Meanwhile in the aisle Dez Aragon recovered picking up the ladder and
flipping his hair out of his face... ...to reveal just
for a split second, an earpiece. Dez had some kind
of earpiece in place and was evidently being spoken to by someone, Joe
Campbell perhaps. "Quickly!"
The voice buzzed in Aragon's ear "Get that damned ladder into the
Asylum." Perhaps it was
Campbell, it seemed like the logical answer for Joe to survey the match
and give Dez tips and pointers on where Aragon could be getting tips
from. Dez arrived at the Asylum just as Kinkade slumped over the
rim and into it, Aragon dumped the ladder over and into the Asylum. "Now get a
chair, we need to make sure." The voice buzzed again in his ear
again as Dez made his way around to the announce area to snap up a steel
chair that'd surely put an end to Kinkade who was staggering back to a
vertical base in the Asylum. Dez made his way
back around to the Asylum door before the voice in his ear arrived once
again... this time with a more urgent "LOOK OUT!" SMACK. SMACK. The crowd sat in
silent shock, because Dez Aragon had just beheaded two of his Asylum
compatriots, Steve Christ and Ty Hughes as they came down the aisle and
back toward the Asylum. "Good!"
The voice said now excitedly "Now get in there and get Kinkade
up that ladder!" And then it all
began to make perfect sense, Dez Aragon wasn't a bad aim with a gun...

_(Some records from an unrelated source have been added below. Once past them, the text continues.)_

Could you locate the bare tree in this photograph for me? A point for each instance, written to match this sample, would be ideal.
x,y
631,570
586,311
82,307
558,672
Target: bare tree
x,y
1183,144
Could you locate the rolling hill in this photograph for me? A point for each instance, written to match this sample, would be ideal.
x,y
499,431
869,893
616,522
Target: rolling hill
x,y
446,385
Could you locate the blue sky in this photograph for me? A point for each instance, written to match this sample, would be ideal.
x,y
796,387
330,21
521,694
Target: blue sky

in fact he'd aimed perfectly when he shot The Freak in the leg at
Turmoil to guarantee that Kinkade would walk away with the Asylum
championship. Dez Aragon was
working for someone else. Aragon tossed his
chair up into the Asylum and grabbed the ladder... setting it
immediately in the middle of the structure right beneath the two belts
hanging high above. Dez grabbed the still dazed Kinkade and simply
dragged him over to the foot of the ladder, prompting the start of
Kinkade's climb. The crowd had
started to boo insanely at the huge screwjob unfolding before them as
the earpiece Dez was wearing crackled into action again. "Here comes
Token, take him out!" The voice warned. Dez lifted his
chair back up just in time to catch Token arriving in the Asylum, Weed
had held back from Christ and Hughes and had seen the entire situation
unfold. He now knew that Dez Aragon wasn't playing for the tA team
and it worked to his advantage as he ducked Aragon's huge chair swing! As Dez turned back
he was met by a stinging kick to the thigh from Token that immediately
had him limping one one leg, perfect to keep him in the same spot for... CRACK! A spinning
backhand punch from Token that cannoned the chair into Aragon's face and
sent him tumbling to the canvas with his earpiece crackling over and
over with "SHIT! SHIT! SHIT!" Token looked up to
see Kinkade almost reaching the top of the ladder, a problem that was
quickly ammended as Token gave the crowd another thing to cheer for as
he leapt into the air and hit the ladde with a solid Pump Kick...
toppling it over... ...causing Kinkade
to land rib first across the Asylum from at least ten feet in the air. "Holy Shit!
Holy Shit!" The crowed exclaimed as Kinkade landed hard on the rim
before falling over to the concrete floor outside. Token surveyed
his surroundings before picking up the ladder and planting it firmly in
the middle of the canvas. As he began his
climb the earpiece Dez was wearing continued to crackle. "Get up Dez...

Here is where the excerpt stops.